There was great evidential debate as to the existence of any injury to the hymen. The learned judge found it very surprising that Dr C’s contemporaneous clinical notes of the EUA were very limited (9 lines of brief notes) and that there were no line drawings, falling far short of the minimum required by the NHS Trust guidance and the RCPCH Guidelines. The learned judge considered that photographs taken on the 18th September assisted to some extent, but did not assist greatly in resolving this issue. She considered it striking that some of the basic facts as to the EUA remained unclear, such as who examined A first.


Theis J came to the clear conclusion that she could not be satisfied, on the balance of probabilities, that there was a hymenal injury. She considered that A should not have been discharged before there had been a strategy meeting. The use of a colposcope, or other options, should have been considered. Insufficient attention had been given to the importance of the parents’ consent.
The learned judge could not be satisfied, on the balance of probabilities, that A’s injuries were a result of her being sexually abused by the father, the injuries being suggestive of such abuse but not diagnostic of it. The expert evidence of a Consultant Paediatrician and a Consultant Community Paediatrician was at best equivocal about sexual abuse being the cause of the injuries, neither expert agreeing that it was the most likely cause of the injuries. The experts could not rule out the cause of the injuries being A accidentally falling on a toy giraffe, although they had difficulty in working out the precise mechanism.

The learned judge concluded that, on the balance of probabilities, the injuries to A were caused accidentally. The judge’s acceptance of the mother’s evidence that a toy giraffe was there on the evening of the 15th September 2009 was not sufficient for a positive finding that the injuries were caused by a fall on the toy, although that remained a possibility, and the precise cause of the injuries remained unexplained.

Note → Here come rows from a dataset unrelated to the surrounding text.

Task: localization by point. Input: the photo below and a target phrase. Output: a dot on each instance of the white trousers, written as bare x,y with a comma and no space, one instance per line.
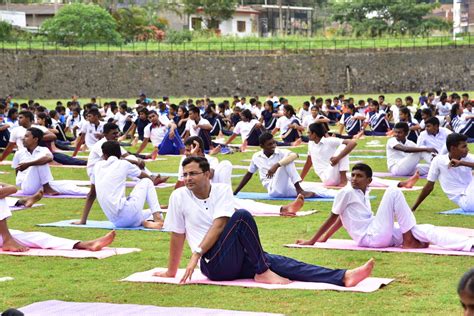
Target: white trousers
37,176
132,213
383,232
41,240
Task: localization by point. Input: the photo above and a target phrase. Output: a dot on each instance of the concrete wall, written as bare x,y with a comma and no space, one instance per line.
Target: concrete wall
58,76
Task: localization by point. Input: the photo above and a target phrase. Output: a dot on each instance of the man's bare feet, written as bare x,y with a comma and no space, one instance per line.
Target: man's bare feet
355,276
153,224
13,246
410,182
159,179
293,207
29,202
270,277
410,242
48,190
96,244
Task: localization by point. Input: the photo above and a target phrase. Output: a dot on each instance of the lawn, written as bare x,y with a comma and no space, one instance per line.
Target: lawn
424,284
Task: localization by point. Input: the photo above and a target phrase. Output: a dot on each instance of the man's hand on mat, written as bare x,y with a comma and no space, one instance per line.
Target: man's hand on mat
190,268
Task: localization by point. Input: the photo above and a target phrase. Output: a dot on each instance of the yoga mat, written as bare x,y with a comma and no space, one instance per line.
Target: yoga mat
457,211
265,196
60,308
75,253
349,244
94,224
366,286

The learned judge ended her judgment with helpful “lessons to be learnt”. She stated that the message should go out loud and clear that compliance with the guidance in terms of written records (including line drawings) of examinations using precise terminology should be the norm, and endorsed the observations of Mr Justice Baker in A London Borough Council v K [2009] EWHC 850 (Fam) para 161 as to recording the examination on DVD. The learned judge stated that anyone who does this type of work must not only be familiar with the RCPCH Guidelines, but the expectation that they are followed, in the absence of good reason.